商社の名義を借用しているだけの場合の免税適用措置があります。

要するに、実質的な輸出業者を特定する措置があるのです。

上記の例ですと、国内企業A社が輸出免税になるようにできます。

 

では、そのための要件とはどのようなものでしょうか?

1.実際の輸出車の措置(国内企業A社)

①実際の輸出者は輸出申告書の原本を保存する。

②名義貸しの商社に対し「消費税輸出免税不適用連絡一覧表」を交付する

③名義貸しの商社に対し、商社の経理処理のいかんにかかわらず、税法上、
売上及び仕入として認識されないものであることを指導すること

 

2.名義貸しの商社の措置(国内商社B社)

①名義貸しの商社は、確定申告書の提出時に所轄税務署長に対し実際の
輸出者から交付を受けた「消費税輸出免税不適用連絡一覧表」の写しを提出する。

②ただし、その申告書の提出に係る課税期間に全く輸出免税の適用を受けていない場合には
提出の必要はありません。

 

 

ワンポイントアドバイス!

輸出取引は上記の様に簡単な取引では本来はありません。

例示:国内企業A社→国内商社B社→外国企業C社

B社とC社の間にさらに、フォワーダ、乙仲業者が仲介して輸出を行います。

 

そうした時に、輸出申告が作成されますので、実質的な輸出者が

輸出申告書に出てこない場合が多いわけです。

そこで、実質的な輸出免税を受ける会社を特定する消費税上の措置が

「消費税輸出免税不適用連絡一覧表」になるわけです。

 

また、この場合には、名義貸しについて当然手数料を支払うことが

予想されます。
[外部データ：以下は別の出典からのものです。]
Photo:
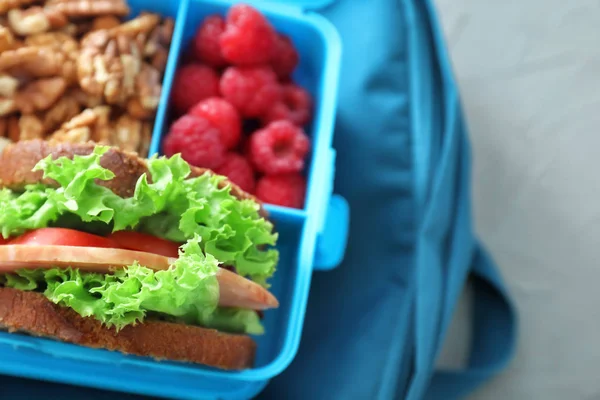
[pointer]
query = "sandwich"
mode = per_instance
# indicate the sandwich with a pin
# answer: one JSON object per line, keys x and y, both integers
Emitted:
{"x": 150, "y": 257}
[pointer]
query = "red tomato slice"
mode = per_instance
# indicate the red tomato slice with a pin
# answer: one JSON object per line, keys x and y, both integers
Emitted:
{"x": 146, "y": 243}
{"x": 64, "y": 237}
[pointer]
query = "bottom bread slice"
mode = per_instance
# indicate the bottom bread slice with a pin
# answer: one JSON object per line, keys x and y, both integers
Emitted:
{"x": 34, "y": 314}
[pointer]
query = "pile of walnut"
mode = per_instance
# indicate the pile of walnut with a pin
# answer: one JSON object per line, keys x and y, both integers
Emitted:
{"x": 73, "y": 71}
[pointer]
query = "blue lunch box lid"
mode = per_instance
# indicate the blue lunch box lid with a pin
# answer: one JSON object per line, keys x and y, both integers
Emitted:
{"x": 310, "y": 239}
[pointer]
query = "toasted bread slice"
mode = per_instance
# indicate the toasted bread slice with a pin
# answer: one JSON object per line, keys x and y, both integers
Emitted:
{"x": 34, "y": 314}
{"x": 18, "y": 159}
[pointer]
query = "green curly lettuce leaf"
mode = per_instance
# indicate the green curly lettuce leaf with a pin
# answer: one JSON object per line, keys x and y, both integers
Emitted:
{"x": 187, "y": 291}
{"x": 165, "y": 203}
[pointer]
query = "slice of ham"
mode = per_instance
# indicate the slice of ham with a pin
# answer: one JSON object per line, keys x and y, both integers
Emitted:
{"x": 234, "y": 290}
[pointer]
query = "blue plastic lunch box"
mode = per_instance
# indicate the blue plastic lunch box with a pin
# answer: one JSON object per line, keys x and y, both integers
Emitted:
{"x": 310, "y": 239}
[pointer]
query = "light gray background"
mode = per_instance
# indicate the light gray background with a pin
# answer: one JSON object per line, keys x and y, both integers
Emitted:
{"x": 529, "y": 74}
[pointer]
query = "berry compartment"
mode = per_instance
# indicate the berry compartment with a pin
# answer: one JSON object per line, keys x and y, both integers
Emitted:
{"x": 309, "y": 238}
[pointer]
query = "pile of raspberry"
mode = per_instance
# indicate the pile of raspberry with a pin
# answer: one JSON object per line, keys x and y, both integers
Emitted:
{"x": 239, "y": 112}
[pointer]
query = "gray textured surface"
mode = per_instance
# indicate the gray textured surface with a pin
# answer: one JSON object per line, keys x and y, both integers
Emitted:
{"x": 529, "y": 74}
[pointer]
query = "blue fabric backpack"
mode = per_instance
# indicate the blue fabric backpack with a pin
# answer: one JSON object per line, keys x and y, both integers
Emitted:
{"x": 375, "y": 325}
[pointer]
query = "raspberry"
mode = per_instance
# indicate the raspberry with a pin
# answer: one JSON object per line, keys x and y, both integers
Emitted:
{"x": 249, "y": 38}
{"x": 239, "y": 171}
{"x": 206, "y": 42}
{"x": 252, "y": 90}
{"x": 295, "y": 106}
{"x": 221, "y": 115}
{"x": 285, "y": 58}
{"x": 192, "y": 84}
{"x": 279, "y": 148}
{"x": 286, "y": 190}
{"x": 197, "y": 140}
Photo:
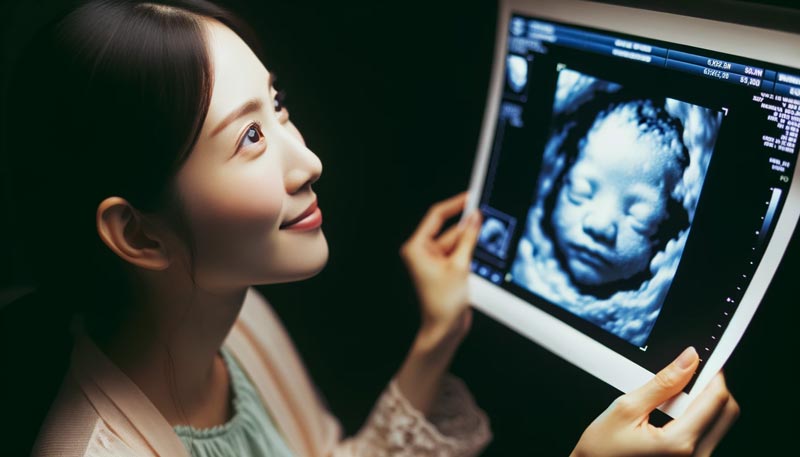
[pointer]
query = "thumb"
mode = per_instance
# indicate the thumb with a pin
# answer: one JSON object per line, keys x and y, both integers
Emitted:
{"x": 666, "y": 384}
{"x": 465, "y": 246}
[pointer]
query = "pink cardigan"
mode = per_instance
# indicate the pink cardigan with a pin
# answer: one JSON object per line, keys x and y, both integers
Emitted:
{"x": 99, "y": 411}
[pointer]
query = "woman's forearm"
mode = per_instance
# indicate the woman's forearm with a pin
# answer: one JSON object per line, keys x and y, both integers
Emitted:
{"x": 421, "y": 373}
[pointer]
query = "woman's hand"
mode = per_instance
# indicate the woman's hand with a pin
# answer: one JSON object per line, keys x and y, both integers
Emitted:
{"x": 623, "y": 429}
{"x": 439, "y": 266}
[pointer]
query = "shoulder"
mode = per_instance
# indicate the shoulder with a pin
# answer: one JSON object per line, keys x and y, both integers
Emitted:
{"x": 73, "y": 428}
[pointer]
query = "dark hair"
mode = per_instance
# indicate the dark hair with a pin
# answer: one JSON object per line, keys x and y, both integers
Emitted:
{"x": 651, "y": 116}
{"x": 107, "y": 100}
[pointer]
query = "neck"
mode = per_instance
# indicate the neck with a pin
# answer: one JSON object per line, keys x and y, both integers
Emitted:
{"x": 169, "y": 346}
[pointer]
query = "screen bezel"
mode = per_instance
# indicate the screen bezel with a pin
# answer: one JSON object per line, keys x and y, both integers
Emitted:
{"x": 553, "y": 334}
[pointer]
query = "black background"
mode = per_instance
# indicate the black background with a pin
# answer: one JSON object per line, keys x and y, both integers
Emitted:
{"x": 391, "y": 97}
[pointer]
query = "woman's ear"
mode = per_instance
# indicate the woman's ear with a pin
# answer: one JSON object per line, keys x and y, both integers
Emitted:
{"x": 130, "y": 235}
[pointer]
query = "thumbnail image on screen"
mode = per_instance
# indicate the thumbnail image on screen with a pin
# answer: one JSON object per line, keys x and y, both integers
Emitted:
{"x": 620, "y": 178}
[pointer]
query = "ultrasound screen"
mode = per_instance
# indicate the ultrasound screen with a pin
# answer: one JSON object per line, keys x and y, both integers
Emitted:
{"x": 633, "y": 184}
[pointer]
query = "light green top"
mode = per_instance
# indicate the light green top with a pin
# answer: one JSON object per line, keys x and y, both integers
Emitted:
{"x": 249, "y": 433}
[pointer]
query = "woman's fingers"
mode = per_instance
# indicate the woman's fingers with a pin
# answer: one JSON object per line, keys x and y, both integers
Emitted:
{"x": 720, "y": 427}
{"x": 703, "y": 412}
{"x": 437, "y": 215}
{"x": 665, "y": 385}
{"x": 466, "y": 244}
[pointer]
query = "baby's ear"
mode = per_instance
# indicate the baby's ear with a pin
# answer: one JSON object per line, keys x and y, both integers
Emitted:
{"x": 130, "y": 234}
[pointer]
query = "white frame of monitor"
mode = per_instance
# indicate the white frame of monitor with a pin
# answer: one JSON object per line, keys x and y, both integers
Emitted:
{"x": 553, "y": 334}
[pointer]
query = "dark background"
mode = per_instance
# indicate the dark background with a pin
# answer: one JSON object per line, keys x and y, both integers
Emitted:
{"x": 391, "y": 97}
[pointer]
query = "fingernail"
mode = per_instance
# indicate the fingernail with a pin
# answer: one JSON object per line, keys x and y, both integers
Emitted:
{"x": 686, "y": 359}
{"x": 475, "y": 218}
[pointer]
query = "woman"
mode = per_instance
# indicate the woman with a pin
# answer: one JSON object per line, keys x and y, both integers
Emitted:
{"x": 181, "y": 183}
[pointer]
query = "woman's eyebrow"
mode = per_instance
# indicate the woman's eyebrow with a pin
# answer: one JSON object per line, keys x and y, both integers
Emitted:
{"x": 250, "y": 106}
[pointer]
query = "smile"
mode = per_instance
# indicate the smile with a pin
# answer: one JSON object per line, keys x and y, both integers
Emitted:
{"x": 309, "y": 219}
{"x": 589, "y": 257}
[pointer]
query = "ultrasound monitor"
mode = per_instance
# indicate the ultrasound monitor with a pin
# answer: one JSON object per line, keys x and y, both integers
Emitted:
{"x": 637, "y": 179}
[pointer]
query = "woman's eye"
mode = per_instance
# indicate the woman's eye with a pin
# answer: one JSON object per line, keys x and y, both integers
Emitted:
{"x": 279, "y": 101}
{"x": 251, "y": 136}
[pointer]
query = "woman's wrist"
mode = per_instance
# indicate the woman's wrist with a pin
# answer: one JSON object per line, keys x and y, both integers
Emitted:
{"x": 439, "y": 339}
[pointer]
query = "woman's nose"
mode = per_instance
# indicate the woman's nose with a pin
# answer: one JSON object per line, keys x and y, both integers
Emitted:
{"x": 601, "y": 225}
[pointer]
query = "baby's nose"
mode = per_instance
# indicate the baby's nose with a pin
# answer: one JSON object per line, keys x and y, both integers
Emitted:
{"x": 601, "y": 225}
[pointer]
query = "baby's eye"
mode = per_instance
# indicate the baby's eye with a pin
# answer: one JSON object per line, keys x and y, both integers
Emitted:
{"x": 579, "y": 190}
{"x": 251, "y": 136}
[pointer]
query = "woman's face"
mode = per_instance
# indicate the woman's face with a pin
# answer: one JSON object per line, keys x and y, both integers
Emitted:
{"x": 246, "y": 186}
{"x": 611, "y": 203}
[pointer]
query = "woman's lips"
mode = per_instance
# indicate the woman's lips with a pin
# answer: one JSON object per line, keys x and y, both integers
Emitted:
{"x": 309, "y": 219}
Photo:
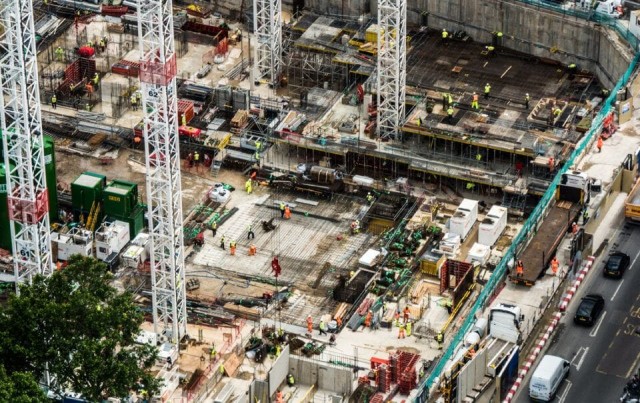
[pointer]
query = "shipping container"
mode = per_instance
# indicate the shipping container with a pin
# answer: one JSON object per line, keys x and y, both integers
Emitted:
{"x": 492, "y": 226}
{"x": 120, "y": 198}
{"x": 87, "y": 189}
{"x": 464, "y": 218}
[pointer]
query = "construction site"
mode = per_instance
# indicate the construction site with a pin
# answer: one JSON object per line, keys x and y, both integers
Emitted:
{"x": 324, "y": 200}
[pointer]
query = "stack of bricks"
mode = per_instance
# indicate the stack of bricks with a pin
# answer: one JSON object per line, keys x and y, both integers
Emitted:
{"x": 383, "y": 378}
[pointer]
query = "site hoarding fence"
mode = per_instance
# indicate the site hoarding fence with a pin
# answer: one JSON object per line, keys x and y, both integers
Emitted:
{"x": 528, "y": 228}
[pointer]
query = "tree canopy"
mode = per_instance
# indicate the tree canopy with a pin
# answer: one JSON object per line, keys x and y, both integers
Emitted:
{"x": 20, "y": 387}
{"x": 76, "y": 324}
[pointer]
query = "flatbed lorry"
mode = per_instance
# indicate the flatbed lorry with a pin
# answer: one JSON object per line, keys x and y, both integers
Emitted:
{"x": 542, "y": 247}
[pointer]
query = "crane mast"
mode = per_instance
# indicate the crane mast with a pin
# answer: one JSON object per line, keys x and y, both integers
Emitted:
{"x": 23, "y": 149}
{"x": 392, "y": 67}
{"x": 164, "y": 195}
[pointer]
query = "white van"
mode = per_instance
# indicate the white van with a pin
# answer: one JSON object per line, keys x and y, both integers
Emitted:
{"x": 547, "y": 378}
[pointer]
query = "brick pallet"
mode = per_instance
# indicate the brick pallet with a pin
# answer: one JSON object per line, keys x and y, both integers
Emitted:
{"x": 126, "y": 68}
{"x": 185, "y": 108}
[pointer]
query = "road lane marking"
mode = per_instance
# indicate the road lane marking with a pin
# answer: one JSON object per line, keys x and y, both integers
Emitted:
{"x": 634, "y": 260}
{"x": 565, "y": 392}
{"x": 584, "y": 352}
{"x": 631, "y": 368}
{"x": 595, "y": 331}
{"x": 617, "y": 289}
取引としては、以下の様になります。

国内企業A社→国内商社B社へ手数料の支払いがある。

 

こうした場合のこの手数料の取扱いは、実際の輸出者(国内企業A社)が

輸出免税の適用を受けていますので、その輸出免税に係る仕入税額控除の

対象とすることができます。

当然、手数料をもらった名議貸しの商社(国内商社B社)は課税売上として

処理することとなります。

 

参考サイト

輸出取引に係る輸出免税の適用者

 

 

この記事は、この記事を作成してる時点の法令に基づき

書かれています。法令に改正があった場合には、現在の

取り扱いとは違った取り扱いになる可能性があります。